Muller_df_pop <- add_empty_pop(Muller_df)
id_list <- sort(unique(Muller_df_pop$Identity)) # list of legend entries, omitting NA
ggplot(Muller_df_pop, aes_string(x = "Generation", y = "Population", group = "Group_id", fill = "Identity", colour = "Identity")) + 
  geom_area() +
  theme(legend.position = "right") +
  guides(linetype = FALSE, color = FALSE) + 
  scale_fill_manual(name = "Identity", values = my_palette, breaks = id_list) +
  scale_color_manual(values = my_palette) +

Converting between adjacency matrix and phylo representations

We can visualize the tree from our previous example using Emmanuel Paradis’ ape package, but first we need to use the ggmuller function adj_matrix_to_tree to convert our adjacency matrix (with arbitrary node names) to a phylo object that ape can understand. Phylo is the standard way of representing trees in R, and it requires nodes to be numbered in a particular order.

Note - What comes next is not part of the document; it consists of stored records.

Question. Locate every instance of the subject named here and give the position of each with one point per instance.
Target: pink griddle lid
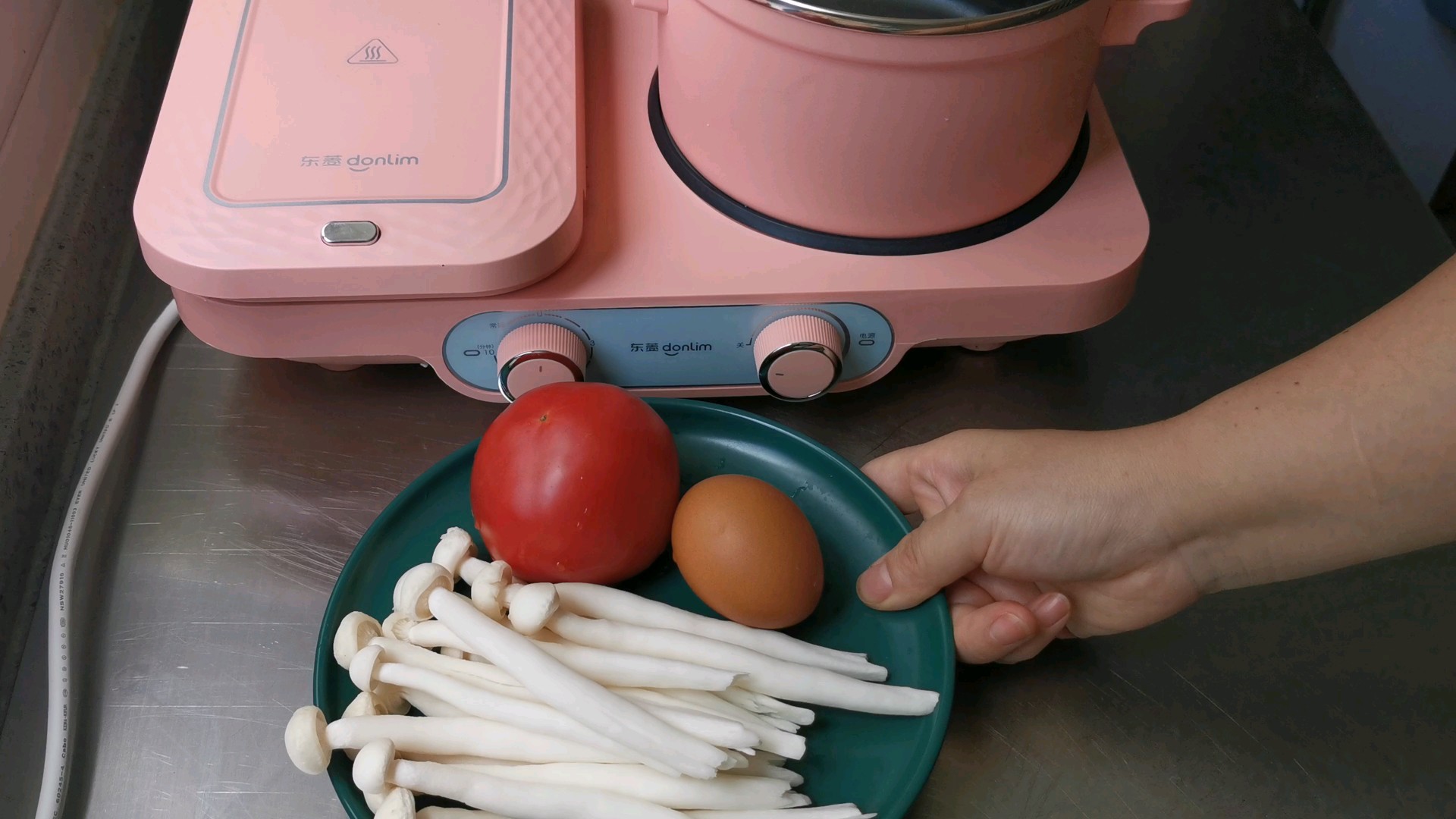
(440, 140)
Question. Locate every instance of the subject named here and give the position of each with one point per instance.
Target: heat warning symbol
(375, 53)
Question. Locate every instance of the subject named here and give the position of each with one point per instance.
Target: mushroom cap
(398, 803)
(532, 607)
(398, 626)
(391, 698)
(364, 706)
(372, 765)
(414, 588)
(356, 630)
(453, 550)
(308, 741)
(488, 595)
(364, 668)
(494, 572)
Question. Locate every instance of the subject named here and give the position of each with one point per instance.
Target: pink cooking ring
(558, 353)
(800, 357)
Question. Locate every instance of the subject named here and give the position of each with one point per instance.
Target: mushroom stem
(462, 736)
(606, 602)
(430, 706)
(376, 768)
(823, 812)
(607, 668)
(535, 717)
(310, 741)
(766, 706)
(767, 675)
(762, 735)
(679, 793)
(582, 698)
(710, 727)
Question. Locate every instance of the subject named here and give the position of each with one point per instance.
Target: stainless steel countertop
(1277, 219)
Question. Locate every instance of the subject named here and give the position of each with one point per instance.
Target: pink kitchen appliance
(680, 197)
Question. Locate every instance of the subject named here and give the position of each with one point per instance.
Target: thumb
(943, 550)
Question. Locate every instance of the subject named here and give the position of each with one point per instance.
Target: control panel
(794, 352)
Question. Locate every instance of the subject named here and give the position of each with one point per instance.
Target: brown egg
(747, 551)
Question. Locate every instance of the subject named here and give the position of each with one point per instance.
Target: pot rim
(813, 12)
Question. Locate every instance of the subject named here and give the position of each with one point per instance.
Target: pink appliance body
(592, 229)
(873, 134)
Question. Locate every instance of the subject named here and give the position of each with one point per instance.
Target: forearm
(1343, 455)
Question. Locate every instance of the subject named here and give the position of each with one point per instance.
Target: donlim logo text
(359, 162)
(362, 164)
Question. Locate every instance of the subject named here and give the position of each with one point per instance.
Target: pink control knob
(538, 354)
(799, 357)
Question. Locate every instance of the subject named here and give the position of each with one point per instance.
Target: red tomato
(576, 483)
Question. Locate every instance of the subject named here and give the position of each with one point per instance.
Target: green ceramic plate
(877, 763)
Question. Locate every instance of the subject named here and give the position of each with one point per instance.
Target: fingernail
(1050, 608)
(874, 583)
(1009, 630)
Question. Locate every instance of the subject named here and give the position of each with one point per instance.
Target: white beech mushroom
(607, 668)
(764, 735)
(764, 765)
(574, 694)
(367, 670)
(395, 803)
(356, 630)
(488, 580)
(679, 793)
(309, 739)
(530, 607)
(456, 551)
(823, 812)
(717, 704)
(764, 673)
(604, 602)
(715, 729)
(376, 768)
(766, 706)
(430, 706)
(414, 586)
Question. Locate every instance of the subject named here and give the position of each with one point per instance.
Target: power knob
(799, 357)
(539, 354)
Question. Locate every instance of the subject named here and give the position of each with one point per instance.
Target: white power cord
(58, 695)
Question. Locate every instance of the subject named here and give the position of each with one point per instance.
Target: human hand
(1034, 535)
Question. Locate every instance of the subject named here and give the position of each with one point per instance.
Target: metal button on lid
(924, 17)
(357, 232)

tree <- adj_matrix_to_tree(edges3)

After optionally labeling the nodes, we use ape’s plot.phylo function to draw the tree:

## Warning: package 'ape' was built under R version 3.4.2
tree$tip.label <- 1:length(tree$tip.label) # optional
tree$node.label <- (length(tree$tip.label) + 1):10 # optional
plot(tree, show.node.label = TRUE, show.tip.label = TRUE, tip.color = "red")

If you already have a tree in phylo format, you can use that instead of an adjacency matrix as input to get_Muller_df, as long as the genotype names in the population data are integers that correspond to the node numbers in the phylo object.